Sites notables : Les vestiges de la cité impériale attirent sans cesse d’intrépides explorateurs, qui savent pouvoir trouver des reliques rassemblées là après plusieurs siècles de pillages à travers les Sphères vodanes. Les lieux étaient jadis bien connus, et malgré la dévastation qui résulta de l’attaque des peuples d’outresphère, il est facile de s’orienter dans les ruines jonchant la Nouvelle-Kathyk.

Le Temple des Sphères est bâtit sur un très ancien sanctuaire sorcier que Vulkaran tenta longuement de dissimuler, n’en autorisant l’accès qu’à ses plus loyaux serviteurs. Plusieurs reliques seraient encore cachées dans des espaces extradimensionnels liés aux niveaux souterrains, mais même les fidèles de cette nouvelle religion gardent le silence au sujet de ces puissants objets légendaires.

Le temple fut excavé en des temps reculés, dans la roche sombre du planétoïde, avant que les divinités élémentaires n’apportent le don des cristaux vivants aux vodanes. Véritable forteresse inexpugnable, ses galeries étroites et ses voûtes très élevées intimident ceux qui parviennent à passer les gardiens magiques disséminés par les fidèles.

La grande nef occupée actuellement par la congrégation ne représente qu’une infime portion de l’espace disponible dans l’ancien sanctuaire, et beaucoup soupçonnent l’existence d’une croisée planaire en son sein.

La Haute tour de la Reine-rubis est une imposante structure cristalline qui fut autrefois le Palais des Guildes noires. Chacun des soixante-sept niveaux était alors un somptueux palais indiquant le prestige d’un Seigneur-marchand, lorsque ces derniers gouvernaient dans l’ombre du trône impérial. A l’époque de Vulkaran, les lieux furent réservés à de nombreux dignitaires influents, chacun disposant ainsi d’une ambassade aménagée à sa convenance. Pratiquement tous les peuples des Sphères Connues voués au Mal eurent ainsi une délégation au sein de la cité impériale, et la tour fut longtemps considérée comme une destination bien pire que les mines de Calandia par les peuples asservis à la volonté de l’Empereur.

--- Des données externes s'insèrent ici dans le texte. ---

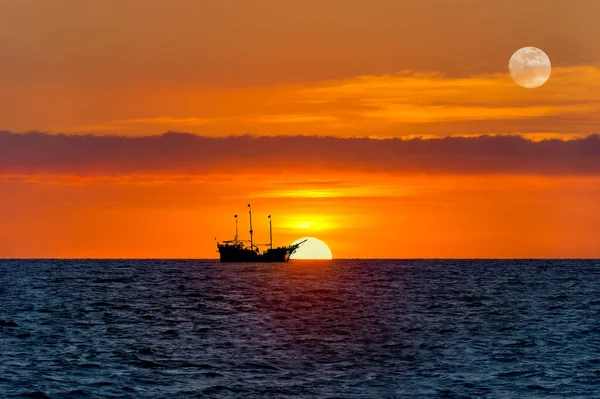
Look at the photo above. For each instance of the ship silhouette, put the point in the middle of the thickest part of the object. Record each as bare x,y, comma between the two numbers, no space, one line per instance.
236,250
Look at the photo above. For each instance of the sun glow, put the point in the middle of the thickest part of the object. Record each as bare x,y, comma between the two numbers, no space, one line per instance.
313,248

Depuis la Chute cependant, la divinité connue sous le nom de Reine-rubis semble avoir apposée sa bénédiction sur l’étonnante structure, la préservant d’un inévitable effondrement, et purifiant les lieux de ses plus grands maux. Nul ne s’est encore risqué dans les niveaux autrefois occupés par de terribles entités, mais la Haute tour apparaît dans les rêves de tous les adorateurs de la Reine-rubis.

Ce que certains aventuriers désignent du nom du Rejeton est une énorme araignée cristalline, immobile depuis la Chute et semblant lentement fusionner avec la roche sombre du planétoïde. Isolé dans une région à l’écart des ruines de la cité impériale, le Rejeton serait pour beaucoup la base d’un nouveau palais que Vulkaran souhaitait voir se développer.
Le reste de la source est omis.